Vacinas: necessária isenção de propriedade intelectual
Em tempos de pandemia, a questão da saúde e do acesso a medicamentos e vacinas é central, "um setor marcado por desigualdades significativas". A este respeito, o arcebispo sublinhou que a Santa Sé, desde o início, tem apoiado "uma derrogação às regras sobre propriedade intelectual da Organização Mundial do Comércio", pois este "seria um passo vital e necessário para acabar com a pandemia, permitindo o acesso adequado e rápido a vacinas, diagnósticos e tratamentos para todos os países". Tal renúncia, entretanto, "deve ser acompanhada pela garantia de uma partilha aberta de know-how e da tecnologia em matéria de vacinas".
Investir na descarbonização econômica
Outra sugestão do prelado diz respeito à "estabilização do clima e justiça climática". A este respeito, o arcebispo pediu o "investimento necessário na descarbonização de nossas economias, através da disponibilidade de fundos suficientes para atingir este objetivo". É essencial", explicou dom Gallagher, "encontrar uma maneira de conciliar polítca climática, industrial e social numa perspectiva integral". Deplorando o "vírus" de uma "ideologia individualista" que nas últimas décadas levou ao abandono de noções de "bem comum" e de "uma sociedade que cuida" de seu próximo, o prelado destacou a falta de "confiança e solidariedade" que corrói a sociedade contemporânea, impedindo-a de ser "justa e saudável".

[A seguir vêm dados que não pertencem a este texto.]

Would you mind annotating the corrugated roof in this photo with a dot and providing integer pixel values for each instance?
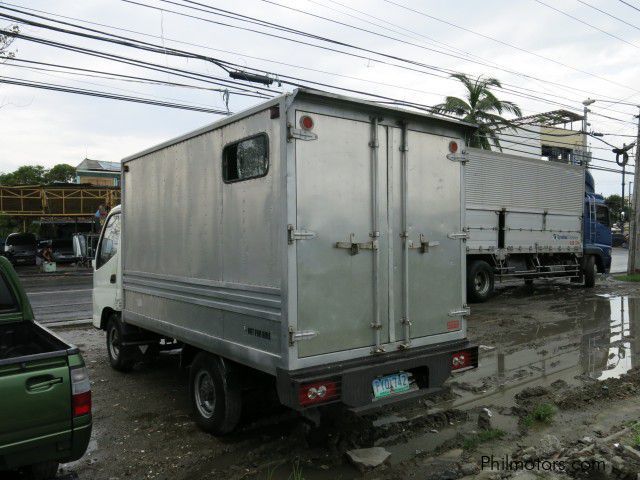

É necessária uma nova ética do bem comum
Espera-se "uma nova ética do bem comum" que "constitui a base de uma política capaz tanto de abordar as desigualdades estruturais de nosso mundo profundamente dividido e cada vez mais frágil, quanto de liberar o espírito de engenhosidade e criatividade humana" que é "urgentemente necessário" para a reconstrução social pós-pandêmica. Segundo dom Gallagher, nas últimas décadas a Comunidade internacional tem sido "completamente incapaz ou, pior ainda, não quis apresentar propostas abrangentes para aliviar as dificuldades dos países e comunidades mais pobres". Mas agora, "num mundo cada vez mais interconectado", o apelo global para o desenvolvimento sustentável deve estar enraizado na "resiliência sistêmica do mundo". Por esta razão, o representante da Santa Sé enfatizou que "chegou a hora de recuperar a noção de interdependência e reconstruir o multilateralismo em torno dos ideais de justiça social e responsabilidade mútua entre e dentro das nações".
Garantir um futuro resiliente e próspero para todos
Somente assim, será possível "esperar calibrar a economia global" em direção da "estabilidade, prosperidade compartilhada e sustentabilidade ambiental", garantindo "um futuro resiliente e próspero para todos", no qual "possa ser banida a divisão do mundo em zonas de pobreza e abundância". O que é necessário é "uma mudança de ritmo significativa e necessária", concluiu dom Gallagher, "para reafirmar a centralidade do multilateralismo e relançar o diálogo sobre reformas reais no comércio, nas finanças e no desenvolvimento".